Visitaba frecuentemente Torrente —hoy Torrent— no ya en mi juventud, sino en mi niñez. No olvidaré que en la primera mitad de la década de los cuarenta, cuando mi abuelo materno, Rafael Lorente Lario, era médico de aquella población —entonces, pueblo— pasaba muchos días en su casa, con él y con mi abuela, Julia Mir Palau, y varios de sus hijos que todavía estaban solteros —Antonio, Luis, Pablo y Mario—; dos más estaban casados: mi madre, Julia, y su hermano Rafael; el octavo, Lorenzo, había muerto pocos años antes en el frente de Aranjuez.

Pero vamos a lo que era Torrente en aquellos tiempos, y que este comentarista recuerda con emoción. Menos de diez mil habitantes —¡y ahora es la localidad más poblada de la provincia, después de Valencia!—; curiosamente, sólo tenía un agente de la Policía Municipal, el célebre Amador, cuya hija, del mismo apellido, ha figurado en cargos políticos ya en esta democracia. Solamente recordamos dos farmacias, una en la calle Sagra y otra contigua al entonces Ayuntamiento —hoy la Casa Consistorial tiene un edificio espléndido—. En las reboticas se entablaban curiosas tertulias, a las que el abuelo llevaba a éste entonces chiquillo, que era capaz de mantenerse paciente mientras hablaban el boticario, otros médicos —Germán Ferrer, que sería más tarde suegro de Antonio Mingote, don José, y algún maestro, Federico Maicas—.

Esta era la sencillez de un pueblo, al que accedíamos desde Valencia en el tranvía número 22. Tomábamos dichos vehículos junto a las Torres de Quart —entonces, «de Cuarte»— y veníamos a tardar prácticamente una hora —a veces, más— en llegar hasta la que llamábamos «plaza de los tranvías». La larga trayectoria se debía a que existía solamente vía única, para ida y regreso, por lo que en cada trecho había un apartadero, donde un convoy esperaba al que venía en dirección el de regreso, y muchas veces la parada se hacía larguísima.

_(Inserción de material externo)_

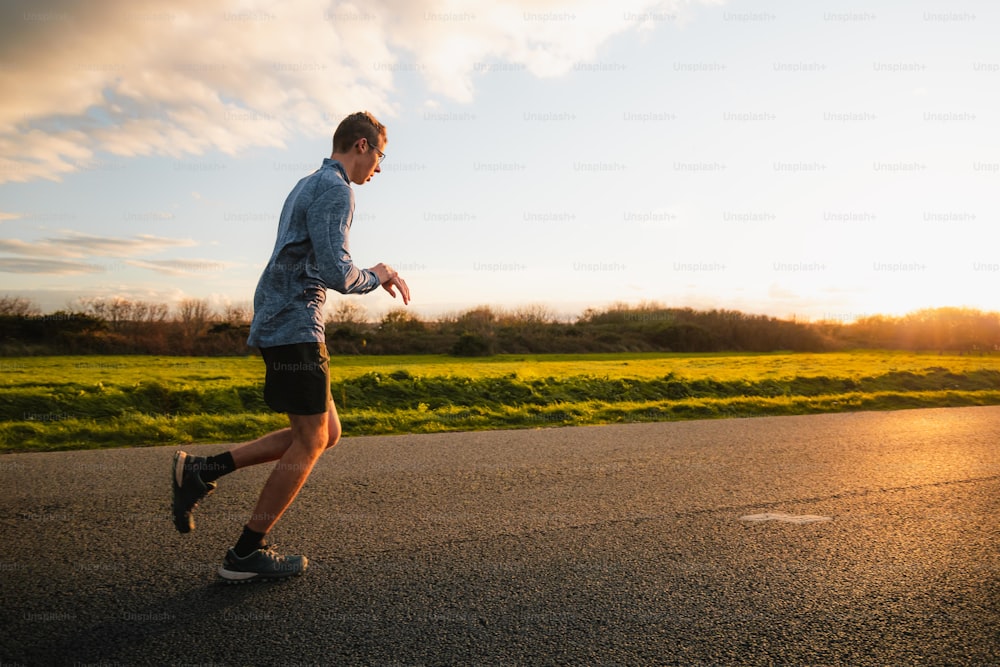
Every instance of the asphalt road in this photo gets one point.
(600, 545)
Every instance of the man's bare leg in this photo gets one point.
(308, 437)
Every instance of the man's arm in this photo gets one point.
(328, 221)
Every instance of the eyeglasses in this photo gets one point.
(381, 155)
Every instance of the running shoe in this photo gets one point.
(263, 563)
(188, 489)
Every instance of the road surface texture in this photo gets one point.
(854, 539)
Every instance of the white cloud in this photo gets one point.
(47, 266)
(182, 77)
(182, 267)
(76, 245)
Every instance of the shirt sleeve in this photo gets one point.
(329, 222)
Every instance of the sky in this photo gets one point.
(816, 160)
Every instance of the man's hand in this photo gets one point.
(389, 279)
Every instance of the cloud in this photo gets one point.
(75, 245)
(49, 266)
(183, 77)
(182, 267)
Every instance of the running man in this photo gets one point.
(310, 256)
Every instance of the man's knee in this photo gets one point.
(332, 431)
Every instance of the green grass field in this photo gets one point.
(52, 403)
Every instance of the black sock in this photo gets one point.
(249, 542)
(217, 466)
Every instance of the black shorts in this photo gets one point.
(298, 378)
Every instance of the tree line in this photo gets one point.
(193, 327)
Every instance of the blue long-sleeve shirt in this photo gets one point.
(310, 256)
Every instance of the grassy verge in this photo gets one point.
(57, 403)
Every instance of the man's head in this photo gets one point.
(358, 143)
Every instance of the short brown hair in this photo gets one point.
(357, 126)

Pasaba aquel tranvía por varias poblaciones —Mislata, Xirivella, aún «Chirivella» entonces, Alaquás, que era «Alacuás»—, y curiosamente vimos, tiempo después, cómo en el trayecto apareció una renovada urbanización de viviendas solamente de planta baja, y que socarronamente los vecinos bautizaron como «Chirinova». También había a la izquierda de la carretera en sentido de salida, unos pequeños chalets propiedad o alquilados por familias circenses que allí pasaban sus temporadas sin actividad; así, había rótulos que decían «Hermanos Riquelme» o «Hermanos Cape». También se podía llegar en el «trenet», pero la estación, más allá del cine Cervantes, quedaba un poco apartada del caso urbano. Los abuelos vivían —y este muchacho les acompañaba en vacaciones escolares y fines de semana— en la calle de Ramón y Cajal, conocida como subida a la ermita; era una casa de piso y azotea, propiedad de las religiosas del asilo de Santa Elena. Allí tenían las habitaciones, comedor, cocina y hasta la clínica donde el doctor Lorente atendía a sus pacientes. Los actualmente mayores de sesenta años probablemente le recordarán, pues incluso alguno de ellos pudo ser traído al mundo por la intervención de este médico.

La hoy Avinguda del Vedat, entonces rotulada «Avenida de los Mártires», prácticamente casi no existía, pues estaba en su arranque. Aún recordamos cuando se construyó e inauguró el Cine Montecarlo, que fue una gran novedad porque ofrecía por primera vez en Torrente una sala con aire acondicionado, ya que los empresarios eran industriales que acababan de arrancar en tales aparatos. El Vedat estaba muy distanciado del casco urbano, y apenas era lugar de residencia, pues casi todas las casas eran dedicadas a vacaciones. En fin, unos recuerdos que los veteranos de la población aún recordarán. Y que quien esto firma mantiene muy vivos en la memoria.